Go to www.the12volt.com and click on the "Diagrams" tab.
Scroll all the way to the bottom of the page where the last box of links are.
In this box you will find how to convert a momentary pulse to a constant pulse.
This takes a single negative pulse and converts it to a constant +12 volts output. In this same box it will also tell you how to convert +12 volts to a ground. So simply put the two together and you get a momentary negative pulse which creates a constant negative pulse. Just connect the momentary input to your factory alarm arm (green wire with a red stripe located in the driver kick panel) to the input wire on the 530t and the rest is magic. When you arm the alarm the windows go up.
PS: I was going to do a diagram but the computer here at work is very limited. Sorry!
Go to www.the12volt.com and click on the "Diagrams" tab.
Scroll all the way to the bottom of the page where the last box of links are.
In this box you will find how to convert a momentary pulse to a constant pulse.

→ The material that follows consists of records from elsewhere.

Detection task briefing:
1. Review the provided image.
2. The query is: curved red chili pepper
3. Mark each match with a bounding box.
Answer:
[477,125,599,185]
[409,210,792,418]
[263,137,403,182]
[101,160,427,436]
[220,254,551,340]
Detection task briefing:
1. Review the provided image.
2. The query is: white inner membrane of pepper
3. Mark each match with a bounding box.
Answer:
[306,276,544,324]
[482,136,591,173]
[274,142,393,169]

This takes a single negative pulse and converts it to a constant +12 volts output. In this same box it will also tell you how to convert +12 volts to a ground. So simply put the two together and you get a momentary negative pulse which creates a constant negative pulse. Just connect the momentary input to your factory alarm arm (green wire with a red stripe located in the driver kick panel) to the input wire on the 530t and the rest is magic. When you arm the alarm the windows go up.

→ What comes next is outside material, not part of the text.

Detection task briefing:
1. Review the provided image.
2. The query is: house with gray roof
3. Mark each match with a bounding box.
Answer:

PS: I was going to do a diagram but the computer here at work is very limited. Sorry!
#72
Actually the 530t doesn't work like this. The - when armed needs signal until the windows are all the way up. It is not a pulse. I checked this out when i did the install this afternoon. To make it work with just factory i used the PAC-audio TR-7. This device is a programmable trigger module. I set it up to take a double pulse input and output a steady signal for 5 secs. It has seperate wires for + and - inputs and outputs so it doesn't matter what type of signal you feed it or what it will output. So i used the Factory door lock pulse signal that goes to the door lock actuator. This is a Red/Blue wire in the connector on the lower left of the drivers door. I hooked this to the green (+ input) of the TR-7. I also hooked the TR-7 white (- output) to the orange (- when armed) of the 530t. The only other thing i did different was to use the orange wire on the Bose Amp for power since this is always on. It works like a charm. When you double tap the lock on the doors within 5 secs the windows go up.
I plan on getting another TR-7 and hooking this to the unlock signal (red wire one down from unlock). This one will be set up for triple signal and 5 sec out. So if i triple unlock the doors the windows go down.

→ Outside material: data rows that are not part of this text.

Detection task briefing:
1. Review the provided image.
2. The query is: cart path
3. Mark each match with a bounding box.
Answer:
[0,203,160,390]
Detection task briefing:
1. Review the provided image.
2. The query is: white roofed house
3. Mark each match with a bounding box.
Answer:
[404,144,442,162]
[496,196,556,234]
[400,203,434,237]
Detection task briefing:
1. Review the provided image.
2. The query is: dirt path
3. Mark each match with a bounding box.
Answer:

I plan on getting another TR-7 and hooking this to the unlock signal (red wire one down from unlock). This one will be set up for triple signal and 5 sec out. So if i triple unlock the doors the windows go down.
#75
Anyone install a 530 or 529 for the sunroof yet? I got it all hooked up but something is wrong. When i open or close the module clicks on then right back off. So it opens all the way because of the factory one touch for the sunroof, but it only moves a little bit for each time you hit the close button.